The Conversation

I was talking last week with Gary Oppenheimer, Founder and Executive Director of AmpleHarvest.org – an organization that helps gardeners who grow food (sometimes to excess) find a local food pantry that can accept fresh produce. We were discussing an initiative that would introduce more gardeners to the program to generate even more produce for pantries.

The Number

“Did you know there are 42 Million people in this country who grow food in their gardens?” Gary asked at one point in the conversation. I paused before I answered. I knew the number 42 Million. I’ve mentioned it in conversations, referred to it in reports, tweeted and blogged about it for the past two years, but for an eerily different reason.

“Forty-two Million,” I answered, “is also the number of people who receive SNAP benefits [formerly food stamps] in this country. The irony bordered on dark humor.

Rule 42

I thought of another 42 that day, from a passage in Alice in Wonderland. Near the end of the book, Alice, now much larger, is put on trial by the King. After Alice disrupts the proceedings he invokes rule 42, “All persons more than a mile high to leave the court.” Alice will have none of it.

 

Alice: That’s not a rule: you invented it just now.”

“It’s the oldest rule in the book,” said the King.

“Then it ought to be Number One,” said Alice

 

That day I mused about hunger, about Alice, and about national priorities.

The Oldest Rule in the Book

America’s long history of hunger can be traced back to Mayflower landing at Plymouth, and the struggle settlers faced in those first few years. Hunger would return in the 1800’s as the advancement of the industrial revolution meant fewer jobs while an influx of immigrants flooded the labor market. Houses for the poor began to spring up.

Then it was the dust bowl, and the Great Depression of 1929, when soup kitchens and bread lines formed. Later in 1968, Robert Kennedy and Martin Luther King would each tour the country and weep at the poverty and hunger they found in the south and appalachia. CBS would produce the landmark documentary Hunger in America, highlighting a problem many were not even aware of.  In the late 70’s and 80’s food banks would spread across the country to meet the demand of those struggling to put food on the family table. After the financial crisis of 2008, the number of food insecure individuals in the US would rise to 50 Million, where it has stubbornly remained.

In 2017, Philp Alston, the UN’s special rapporteur on extreme poverty and human rights, spent 10 days touring America. In a scathing report back to the UN,  Alson would write “The United States is one of the world’s richest, most powerful and technologically innovative countries; but neither its wealth nor its power nor its technology is being harnessed to address the situation in which 40 million people continue to live in poverty.”
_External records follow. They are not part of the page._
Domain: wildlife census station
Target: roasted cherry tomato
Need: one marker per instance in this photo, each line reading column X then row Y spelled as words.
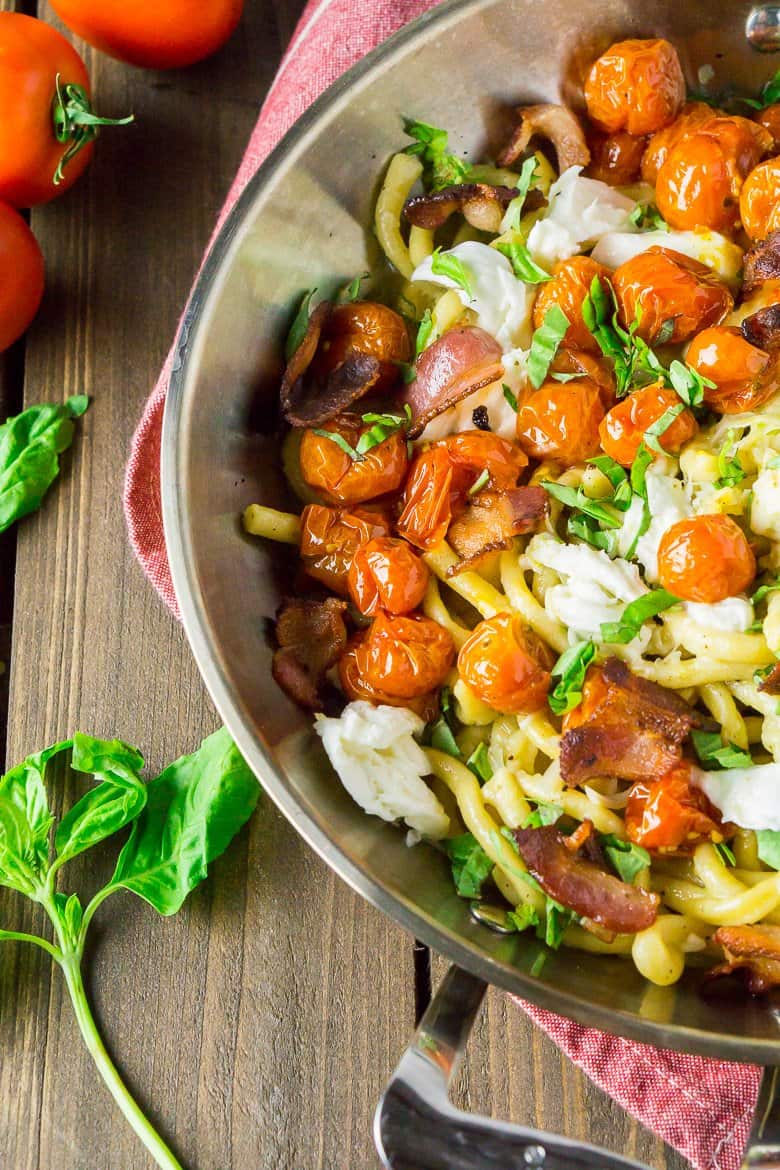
column 46, row 135
column 167, row 34
column 701, row 180
column 615, row 158
column 705, row 558
column 402, row 656
column 330, row 538
column 506, row 665
column 625, row 425
column 670, row 814
column 675, row 295
column 387, row 575
column 342, row 477
column 744, row 376
column 635, row 85
column 21, row 275
column 570, row 286
column 759, row 200
column 560, row 421
column 364, row 327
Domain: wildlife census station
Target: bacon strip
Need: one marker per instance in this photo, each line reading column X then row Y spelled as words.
column 311, row 637
column 491, row 521
column 625, row 727
column 458, row 363
column 581, row 886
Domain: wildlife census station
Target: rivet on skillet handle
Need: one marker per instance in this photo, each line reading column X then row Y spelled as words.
column 416, row 1128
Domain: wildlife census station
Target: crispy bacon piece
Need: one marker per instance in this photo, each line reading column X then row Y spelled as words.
column 751, row 951
column 491, row 521
column 309, row 403
column 581, row 886
column 458, row 363
column 625, row 727
column 482, row 205
column 556, row 123
column 311, row 638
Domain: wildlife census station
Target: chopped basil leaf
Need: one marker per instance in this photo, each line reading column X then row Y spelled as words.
column 443, row 263
column 635, row 616
column 570, row 670
column 544, row 344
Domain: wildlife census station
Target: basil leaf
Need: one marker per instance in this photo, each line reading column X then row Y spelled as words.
column 194, row 809
column 711, row 749
column 444, row 263
column 470, row 864
column 29, row 446
column 635, row 614
column 626, row 858
column 570, row 669
column 544, row 344
column 299, row 324
column 524, row 267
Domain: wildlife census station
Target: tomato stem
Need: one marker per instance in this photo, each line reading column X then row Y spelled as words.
column 75, row 122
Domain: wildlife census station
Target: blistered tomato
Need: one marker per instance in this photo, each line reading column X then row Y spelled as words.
column 560, row 421
column 701, row 180
column 674, row 295
column 705, row 558
column 744, row 376
column 386, row 575
column 570, row 286
column 343, row 477
column 625, row 425
column 759, row 200
column 635, row 85
column 506, row 665
column 364, row 327
column 670, row 814
column 330, row 538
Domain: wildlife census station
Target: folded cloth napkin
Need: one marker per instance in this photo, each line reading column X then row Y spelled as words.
column 701, row 1107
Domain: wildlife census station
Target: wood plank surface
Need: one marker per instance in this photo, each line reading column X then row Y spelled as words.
column 260, row 1025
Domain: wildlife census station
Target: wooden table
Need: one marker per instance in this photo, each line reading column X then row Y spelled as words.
column 260, row 1025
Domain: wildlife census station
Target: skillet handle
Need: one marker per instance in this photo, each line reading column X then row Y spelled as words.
column 418, row 1128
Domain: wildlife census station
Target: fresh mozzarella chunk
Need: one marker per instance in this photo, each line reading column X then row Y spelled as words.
column 502, row 303
column 381, row 765
column 580, row 211
column 710, row 248
column 593, row 587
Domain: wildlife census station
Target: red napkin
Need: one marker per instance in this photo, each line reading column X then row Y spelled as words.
column 701, row 1107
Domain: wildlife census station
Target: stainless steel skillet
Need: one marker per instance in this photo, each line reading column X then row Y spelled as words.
column 302, row 222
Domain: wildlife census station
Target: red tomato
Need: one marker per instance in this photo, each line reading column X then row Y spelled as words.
column 340, row 479
column 667, row 287
column 759, row 200
column 405, row 658
column 386, row 575
column 166, row 34
column 635, row 85
column 364, row 327
column 560, row 421
column 21, row 275
column 626, row 424
column 670, row 814
column 705, row 558
column 506, row 665
column 570, row 286
column 744, row 376
column 330, row 538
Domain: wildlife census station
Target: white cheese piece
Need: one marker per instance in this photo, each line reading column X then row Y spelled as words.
column 580, row 211
column 593, row 587
column 749, row 797
column 710, row 248
column 381, row 765
column 503, row 304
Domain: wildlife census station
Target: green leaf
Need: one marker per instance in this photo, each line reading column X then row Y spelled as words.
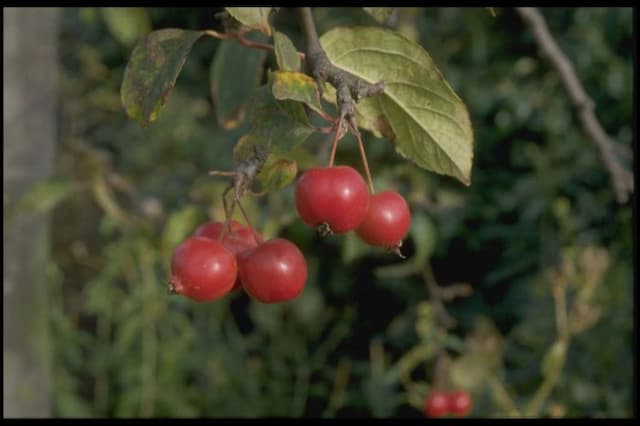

Hunger may be the oldest social issue we face, but unfortunately, it has never been the number one priority.

 

About Ample Harvest

It’s a very simple concept. Most gardeners have excess vegetables during the growing season – some have a lot. So rather than cart bags of zucchini and tomatoes around to family, friends, coworkers, etc, who may not even use the produce, gardeners can easily use the Ample Harvest Pantry Finder to locate the nearest food pantry, find their hours of operation and donate their excess and reduce hunger in their communities.